Yet Another set of Ideas and Observations About Computer Hardware and Software, Episode 1

No Comments

There are very many aspects, how to evaluate hardware. Computer as such is just a mathematical model and probably the central idea behind the theory of computation is that if computer C1 can run a simulator of computer C2 then it can run all the programs that the computer C2 can run in the simulator of the C2 and therefore is at least as capable as the C2 and if the computer C2 can run a simulator of the computer C1 then the C1 is is able to run all of the software that the C2 is capable of running and is therefore at least as capable as the C2, which makes the C1 and the C2 equally capable. The rest of the theory of computation seems to be about the construction of the simulators and how to construct as simplistic simulator as possible. However, in practice there exists an axis called time, which means that the metal gears of the Babbage's Computer, if there are enough of them, may, in theory, be able run Linux/Windows/YourFavoriteModernOperatingSystem, but in practice, due to the time constraint the capabilities of software are limited by the "speed" and reliability of hardware.

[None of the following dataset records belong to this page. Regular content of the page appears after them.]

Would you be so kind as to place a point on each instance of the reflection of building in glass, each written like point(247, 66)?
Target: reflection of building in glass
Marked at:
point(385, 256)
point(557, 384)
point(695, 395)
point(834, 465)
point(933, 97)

Another aspect is the availability of hardware components, which includes price. The more expensive the component, the less available it is and at some point, like during the Cold War between the United States and Soviet Union, some components were not available at all, because the technology for them has not yet been invented. As one of the legendary lecturers at the University of Tartu, Ando Ots, once said at his electronics lecture: each generation has its own toys. (His comparison was that when he was young, he played with schematics that were assembled from single transistors, but our generation plays with electronic components that are whole integrated circuits. That was in 2002 or 2003. In 2015 electronics hobbyists use Raspberry_Pi-s and Arduino-s in stead of individual circuits and the individual circuits are considered to "lack features" by the 2015 standards.) From the perspective of a freelancer, even from a perspective of a corporate developer, who is backed up by deep pockets of the corporation, the price of the components is totally outside of the control of the developer and even if the price is acceptable, the availability of the components is still totally outside o the control of the developer. Therefore for hardware the very same separation-layer design pattern applies, where project specific code uses as many of its dependencies as possible through a project specific separation-layer and the separation-layer then connects to the dependencies, which can be replaced without changing any of the project specific code that uses the separation-layer. A sub-section of the bitrary is titled, "How to Choose from Crap".)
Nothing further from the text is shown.